Planetary rovers have a history of entrapment in soft Martian sand, which is difficult to visually anticipate and results in high-stakes extrication efforts. As scientific objectives on Mars evolve and interest in lunar exploration increases, the need to traverse loose, sandy terrain incentivizes the design of more energy-efficient locomotion suspensions and gaits. Traditional rover designers consider wheel sinkage and slippage to be a consequence of vehicle and terrain parameters. However, articulation in suspension kinematics would allow wheel-terrain interaction to be manipulated in more dimensions to improve mobility.

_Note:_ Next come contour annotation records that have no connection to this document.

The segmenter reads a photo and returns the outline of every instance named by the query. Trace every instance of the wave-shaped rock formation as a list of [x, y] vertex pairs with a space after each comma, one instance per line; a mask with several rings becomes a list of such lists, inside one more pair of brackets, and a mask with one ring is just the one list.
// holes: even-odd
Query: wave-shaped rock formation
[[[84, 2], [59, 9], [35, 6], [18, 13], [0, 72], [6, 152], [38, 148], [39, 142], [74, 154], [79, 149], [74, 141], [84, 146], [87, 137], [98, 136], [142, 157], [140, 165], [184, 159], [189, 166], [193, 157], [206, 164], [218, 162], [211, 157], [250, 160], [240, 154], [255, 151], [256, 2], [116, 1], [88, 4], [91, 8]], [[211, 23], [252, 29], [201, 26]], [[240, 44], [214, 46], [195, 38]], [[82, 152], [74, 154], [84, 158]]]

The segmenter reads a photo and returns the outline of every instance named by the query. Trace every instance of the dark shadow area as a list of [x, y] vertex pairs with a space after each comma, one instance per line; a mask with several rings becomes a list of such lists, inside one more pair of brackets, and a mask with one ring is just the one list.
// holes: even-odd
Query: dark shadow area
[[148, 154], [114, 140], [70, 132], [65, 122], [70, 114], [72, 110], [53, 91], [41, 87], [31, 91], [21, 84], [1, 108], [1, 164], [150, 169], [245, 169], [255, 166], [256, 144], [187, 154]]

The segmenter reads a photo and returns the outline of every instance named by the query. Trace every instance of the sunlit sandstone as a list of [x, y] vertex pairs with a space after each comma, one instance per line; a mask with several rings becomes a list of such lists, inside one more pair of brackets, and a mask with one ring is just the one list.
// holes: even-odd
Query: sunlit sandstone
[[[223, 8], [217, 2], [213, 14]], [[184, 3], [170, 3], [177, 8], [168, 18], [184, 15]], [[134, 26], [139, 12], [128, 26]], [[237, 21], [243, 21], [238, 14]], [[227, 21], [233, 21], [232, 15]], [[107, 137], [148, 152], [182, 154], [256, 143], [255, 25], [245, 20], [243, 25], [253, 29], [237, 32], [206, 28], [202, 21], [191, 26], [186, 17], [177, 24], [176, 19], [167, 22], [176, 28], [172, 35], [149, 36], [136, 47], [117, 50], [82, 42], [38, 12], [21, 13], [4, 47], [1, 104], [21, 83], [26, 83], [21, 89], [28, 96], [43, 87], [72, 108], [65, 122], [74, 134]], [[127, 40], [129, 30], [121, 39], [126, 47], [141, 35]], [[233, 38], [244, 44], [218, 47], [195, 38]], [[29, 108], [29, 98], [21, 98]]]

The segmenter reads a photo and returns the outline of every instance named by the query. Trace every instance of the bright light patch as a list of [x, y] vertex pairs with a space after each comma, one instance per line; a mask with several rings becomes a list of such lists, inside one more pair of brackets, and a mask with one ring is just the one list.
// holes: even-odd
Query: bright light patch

Motivated by wheel-terrain interaction models in sand, specifically granular Resistive Force Theory, this thesis explores how load and slip can be controlled to augment the effectiveness of wheeled rovers. In simulation, dynamic front-back load redistribution using a gyroscopic moment is proposed for climbing tall step-like obstacles. Experiments with the load-responsive suspension controller of the Volatiles Investigating Polar Exploration Rover found that consistent wheel-ground contact was desirable for stability but mobility metrics were insensitive to quasi-static load distribution in nominal operating terrains. Meanwhile, in loose sandy terrain, slip is critical to generate forward traction when wheel sinkage is high. Driving wheels at different speeds to impose relative slip based on wheel load can lead to limited improvements in locomotion; this is an option to explore further for extrication efforts of existing rovers. More significantly, articulated suspensions can directly control wheel slip via the kinematics of the vehicle, and push-pull locomotion combined with controlled wheel slip can lead to faster and more efficient traversal of sink tanks and steep slopes. These works show that there is still significant room to improve traditional wheeled planetary locomotion and that suspensions with a couple additional degrees of control can be deployed robustly while safeguarding against entrapment.